The Learned Lemur offers bone and skull cleaning — a service for those looking to tidy up a trophy buck for mounting, clean off a carcass nabbed on a hike or even create a skeletal remembrance of a lost furry friend.
Alberico said he is a stickler for ethically sourced materials and skeletons, but he’s got a few key employees who aren’t on the payroll: colonies of dermestid beetles that live in climate-controlled chests in Alberico’s home workshop that eat the flesh off the bones their boss deposits.
“We clean about 1,500 to 2,000 skulls a year with those guys,” Alberico said. “They’re our hardest working employees.”
Alberico’s home office space likely looks different than yours. His beetle den, with an eau de rotting flesh, features freezers housing their projects and beetle abodes. On a recent October day, a swarm chowed down on coyote and beaver skulls slated for The Learned Lemur’s shelves.
In another room of Alberico’s novelty-laden home, which features enough plants to take on a jungle-like quality, the bones of Werewolf the beloved pup were organized on a tabletop. On his days off from the oddities shop, Alberico spends his time meticulously piecing together bones of clients’ late pets. The animals’ remains are cleaned off by the beetles, go through chemical baths and come out as squeaky clean bones ready to be puzzle-pieced back together into a skeletal tribute.
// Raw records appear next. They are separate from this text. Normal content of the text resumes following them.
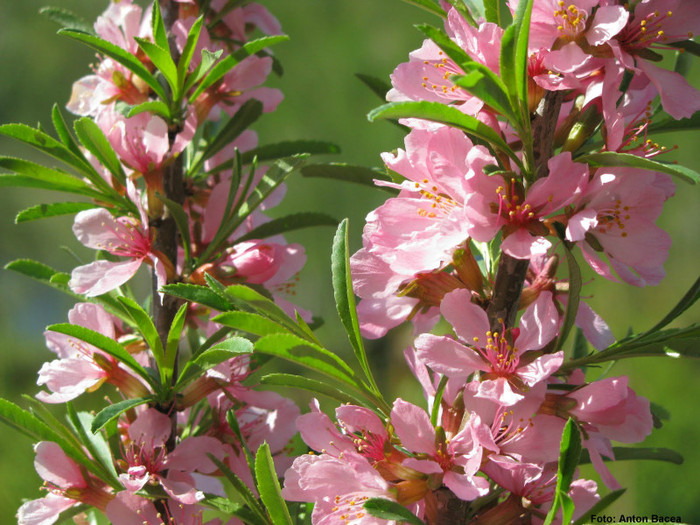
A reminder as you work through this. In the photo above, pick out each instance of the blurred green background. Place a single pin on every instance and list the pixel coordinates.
(331, 40)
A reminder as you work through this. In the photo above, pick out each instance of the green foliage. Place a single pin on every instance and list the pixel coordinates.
(269, 487)
(391, 510)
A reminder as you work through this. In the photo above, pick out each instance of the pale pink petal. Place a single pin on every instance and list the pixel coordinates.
(467, 319)
(52, 464)
(412, 426)
(44, 511)
(446, 356)
(100, 277)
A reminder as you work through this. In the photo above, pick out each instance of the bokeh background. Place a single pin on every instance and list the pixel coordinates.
(331, 41)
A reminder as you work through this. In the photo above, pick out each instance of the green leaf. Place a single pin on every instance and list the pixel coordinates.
(345, 297)
(686, 302)
(601, 505)
(31, 426)
(636, 453)
(48, 145)
(157, 107)
(227, 349)
(64, 134)
(112, 412)
(285, 149)
(572, 303)
(183, 224)
(42, 211)
(94, 442)
(148, 330)
(160, 57)
(316, 386)
(449, 115)
(125, 58)
(66, 19)
(305, 353)
(103, 343)
(391, 510)
(189, 49)
(446, 44)
(481, 82)
(569, 458)
(248, 113)
(521, 22)
(246, 297)
(346, 173)
(231, 61)
(173, 341)
(249, 322)
(160, 34)
(612, 159)
(242, 489)
(289, 223)
(269, 487)
(198, 294)
(493, 11)
(91, 136)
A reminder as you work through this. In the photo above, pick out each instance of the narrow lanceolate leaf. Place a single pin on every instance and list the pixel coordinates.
(304, 353)
(36, 175)
(269, 487)
(103, 343)
(346, 173)
(95, 443)
(250, 322)
(67, 19)
(289, 223)
(111, 412)
(42, 211)
(612, 159)
(125, 58)
(597, 509)
(46, 144)
(569, 458)
(391, 510)
(227, 349)
(574, 297)
(198, 294)
(449, 115)
(429, 6)
(260, 518)
(345, 297)
(173, 341)
(287, 148)
(636, 453)
(31, 426)
(329, 389)
(248, 113)
(148, 330)
(95, 142)
(227, 64)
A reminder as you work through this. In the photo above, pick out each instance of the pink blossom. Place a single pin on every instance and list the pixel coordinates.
(81, 367)
(616, 217)
(122, 236)
(66, 487)
(148, 460)
(456, 461)
(508, 375)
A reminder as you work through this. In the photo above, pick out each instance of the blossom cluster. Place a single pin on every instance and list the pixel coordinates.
(498, 394)
(164, 449)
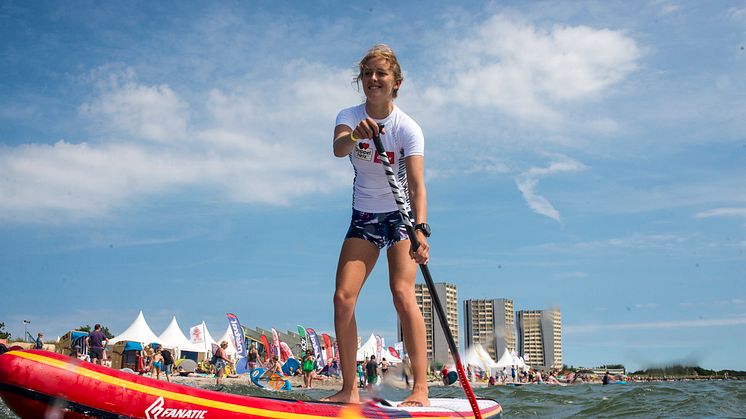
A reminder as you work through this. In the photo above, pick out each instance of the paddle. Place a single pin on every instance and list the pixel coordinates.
(426, 273)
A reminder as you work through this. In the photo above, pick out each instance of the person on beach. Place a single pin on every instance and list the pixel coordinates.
(308, 368)
(157, 364)
(406, 370)
(39, 343)
(371, 371)
(253, 359)
(221, 361)
(361, 375)
(168, 364)
(273, 367)
(376, 222)
(97, 341)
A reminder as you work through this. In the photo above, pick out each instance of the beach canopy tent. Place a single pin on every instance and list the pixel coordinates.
(509, 359)
(228, 337)
(368, 348)
(201, 339)
(505, 360)
(477, 356)
(371, 348)
(173, 338)
(138, 331)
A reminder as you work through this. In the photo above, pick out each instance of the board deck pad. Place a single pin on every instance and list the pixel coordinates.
(35, 383)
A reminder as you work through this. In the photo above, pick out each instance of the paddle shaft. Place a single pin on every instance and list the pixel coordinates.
(400, 202)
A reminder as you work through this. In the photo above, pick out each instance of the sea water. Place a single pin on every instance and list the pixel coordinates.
(716, 399)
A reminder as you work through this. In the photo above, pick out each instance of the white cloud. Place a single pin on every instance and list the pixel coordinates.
(737, 13)
(676, 324)
(153, 113)
(528, 180)
(257, 144)
(529, 72)
(722, 212)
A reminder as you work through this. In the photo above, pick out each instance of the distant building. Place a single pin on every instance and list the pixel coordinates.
(437, 345)
(540, 337)
(490, 323)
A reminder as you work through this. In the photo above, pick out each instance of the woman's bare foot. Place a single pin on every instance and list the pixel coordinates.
(344, 396)
(418, 398)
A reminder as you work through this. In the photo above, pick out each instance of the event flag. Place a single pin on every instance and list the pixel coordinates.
(303, 343)
(327, 347)
(265, 342)
(239, 339)
(314, 342)
(276, 341)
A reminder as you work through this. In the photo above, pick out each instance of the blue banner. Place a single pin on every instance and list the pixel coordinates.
(314, 341)
(238, 337)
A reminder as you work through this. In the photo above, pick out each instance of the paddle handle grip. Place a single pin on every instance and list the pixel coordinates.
(401, 205)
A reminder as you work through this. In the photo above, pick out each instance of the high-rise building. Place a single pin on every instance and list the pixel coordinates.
(437, 345)
(540, 337)
(490, 323)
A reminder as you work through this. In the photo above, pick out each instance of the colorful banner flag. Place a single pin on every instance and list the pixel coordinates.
(239, 339)
(303, 343)
(265, 342)
(314, 342)
(327, 348)
(196, 334)
(276, 342)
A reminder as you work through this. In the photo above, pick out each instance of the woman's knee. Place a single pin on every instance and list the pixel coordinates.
(344, 299)
(404, 299)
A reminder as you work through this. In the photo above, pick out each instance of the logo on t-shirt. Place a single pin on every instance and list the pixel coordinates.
(363, 151)
(390, 155)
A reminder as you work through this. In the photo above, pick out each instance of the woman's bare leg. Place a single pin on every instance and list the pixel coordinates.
(356, 261)
(402, 277)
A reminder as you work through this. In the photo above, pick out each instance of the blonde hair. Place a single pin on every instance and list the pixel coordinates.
(380, 51)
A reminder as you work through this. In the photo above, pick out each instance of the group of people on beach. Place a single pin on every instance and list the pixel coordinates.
(377, 221)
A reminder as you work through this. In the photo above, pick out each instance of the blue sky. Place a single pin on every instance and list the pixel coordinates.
(175, 158)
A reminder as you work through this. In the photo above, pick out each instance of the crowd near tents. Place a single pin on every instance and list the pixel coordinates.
(199, 345)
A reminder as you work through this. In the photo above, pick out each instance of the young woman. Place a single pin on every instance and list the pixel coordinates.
(308, 368)
(376, 223)
(222, 361)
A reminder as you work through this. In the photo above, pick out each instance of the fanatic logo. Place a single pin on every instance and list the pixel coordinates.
(156, 411)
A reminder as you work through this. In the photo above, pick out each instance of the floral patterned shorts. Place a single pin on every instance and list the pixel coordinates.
(382, 229)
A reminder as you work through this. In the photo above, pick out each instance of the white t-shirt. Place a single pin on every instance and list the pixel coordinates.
(403, 138)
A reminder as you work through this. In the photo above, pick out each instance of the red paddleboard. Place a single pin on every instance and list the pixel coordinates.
(35, 383)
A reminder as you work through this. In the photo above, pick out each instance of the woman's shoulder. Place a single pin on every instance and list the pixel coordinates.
(357, 111)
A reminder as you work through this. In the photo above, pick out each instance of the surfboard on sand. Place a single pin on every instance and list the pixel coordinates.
(270, 381)
(37, 383)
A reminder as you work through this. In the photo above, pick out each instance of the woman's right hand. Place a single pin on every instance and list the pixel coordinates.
(367, 128)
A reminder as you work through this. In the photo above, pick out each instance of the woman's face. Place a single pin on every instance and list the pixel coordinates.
(378, 80)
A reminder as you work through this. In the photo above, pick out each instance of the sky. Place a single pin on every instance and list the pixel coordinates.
(175, 158)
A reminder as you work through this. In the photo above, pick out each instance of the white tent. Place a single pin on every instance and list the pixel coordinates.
(368, 348)
(505, 360)
(228, 337)
(200, 338)
(371, 348)
(173, 338)
(477, 356)
(138, 331)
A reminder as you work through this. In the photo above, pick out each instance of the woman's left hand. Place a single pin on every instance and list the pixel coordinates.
(422, 255)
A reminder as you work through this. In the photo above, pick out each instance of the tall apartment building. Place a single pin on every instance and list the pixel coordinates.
(490, 323)
(540, 337)
(437, 345)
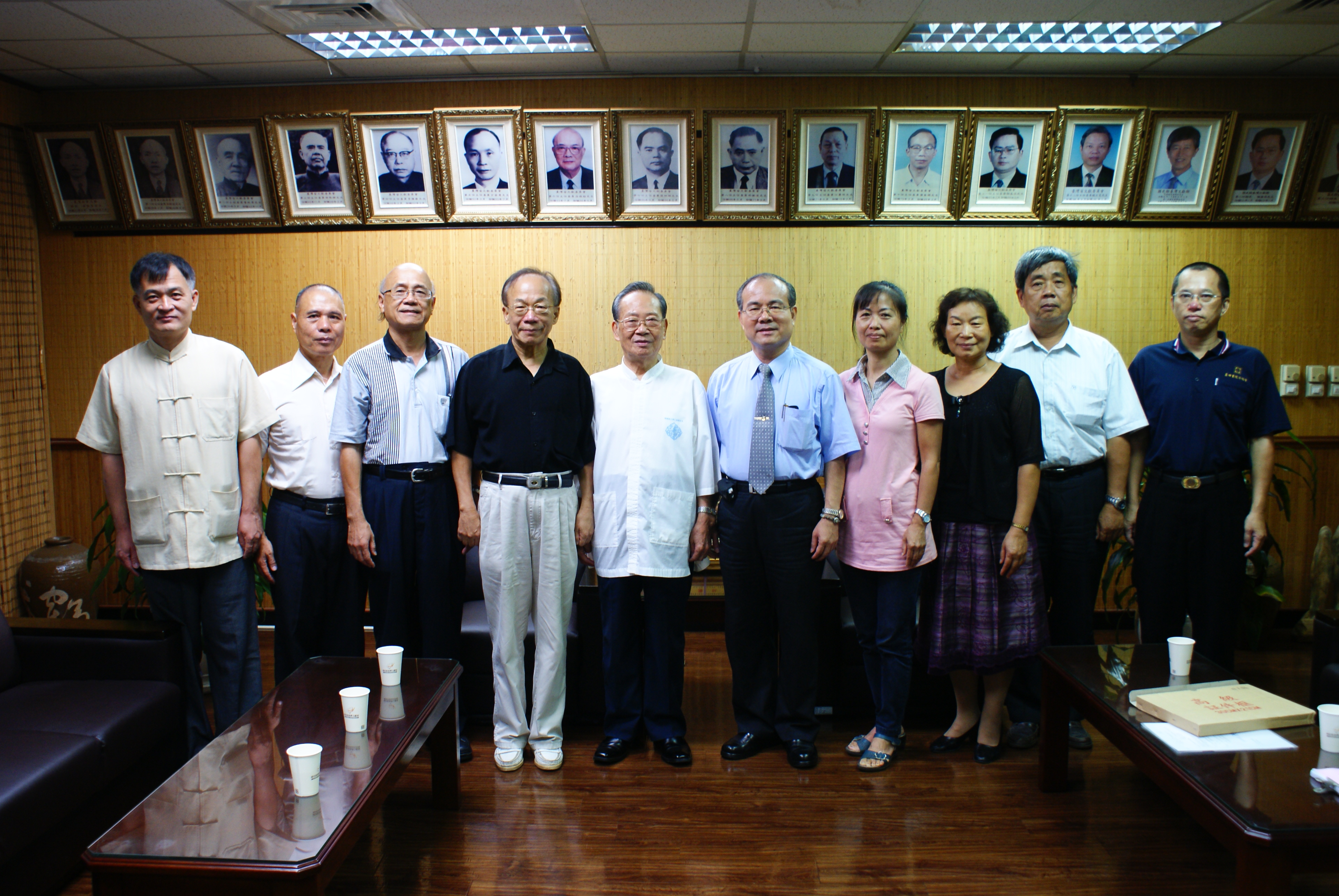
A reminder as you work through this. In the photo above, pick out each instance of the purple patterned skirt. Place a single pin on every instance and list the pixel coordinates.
(971, 618)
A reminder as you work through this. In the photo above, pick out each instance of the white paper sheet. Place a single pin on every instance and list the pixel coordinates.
(1245, 743)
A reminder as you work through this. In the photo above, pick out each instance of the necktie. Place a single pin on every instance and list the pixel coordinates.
(761, 461)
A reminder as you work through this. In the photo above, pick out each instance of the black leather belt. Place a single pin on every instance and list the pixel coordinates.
(412, 472)
(1066, 472)
(1195, 481)
(532, 480)
(330, 507)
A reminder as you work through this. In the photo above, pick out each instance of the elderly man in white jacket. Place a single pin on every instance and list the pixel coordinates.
(655, 473)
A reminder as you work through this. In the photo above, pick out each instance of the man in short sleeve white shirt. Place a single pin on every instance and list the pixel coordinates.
(178, 420)
(655, 472)
(1089, 412)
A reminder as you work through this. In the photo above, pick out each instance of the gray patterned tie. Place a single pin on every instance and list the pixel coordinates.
(761, 461)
“I can hear him telling the animals that they were good boys or girls while he works on them,” said Bex Schimoler, Alberico’s partner, who also works at The Learned Lemur.
Alberico grew up on Denver’s historic Antique Row, refining his taste for the weird while digging through old barns and buildings as a kid with his dad on the hunt for treasures for their family’s antique shop.
He remembers playing in his backyard as a kid and discovering a bird skull under a bush.
“I still have that skull, and it’s one of the pieces I’ll always have,” Alberico said. “It was that kickoff moment that made me realize weird stuff is neat. I quickly became bored with what most people considered antiques. Even as a little kid, I started gravitating toward the unusual stuff and bizarre stuff — anatomical models, biohazard suits.”
Now, The Learned Lemur is the amalgamation of years of collecting curiosities. Every item has a history, and Alberico is eager to share.
Take the mink bones he said he obtained after U.S. Fish and Wildlife officers found a rash of wild mink that tested positive for COVID-19 near a Colorado campsite. The agency called on hunting professionals to kill the mink out of fear the animals would pass the disease to humans, Alberico said, and he got dibs on the skulls.
“I hate that they died, but it’s like a little piece of history,” Alberico said. “This is a historical marker for our time.”
And Alberico is pleased to have found his community, who he said are more varied than people might think.
“Everyone from your staunch, hardcore gore to a witch to a schoolteacher,” Schimoler said. “We do get more people wanting us to memorialize their cats than dogs. I think cat people are just inherently creepier.”
The shop is open from 11 a.m. to 7 p.m. Monday through Saturday and noon to 5 p.m. Sunday. Alberico plans to expand it into a tattoo parlor and host performances, too.
“I think Denver has a pretty good community of collectors and weirdos,” Alberico said. “It’s kind of interesting to see how many people are really, really excited to accept that it’s OK they’re unusual and weird.”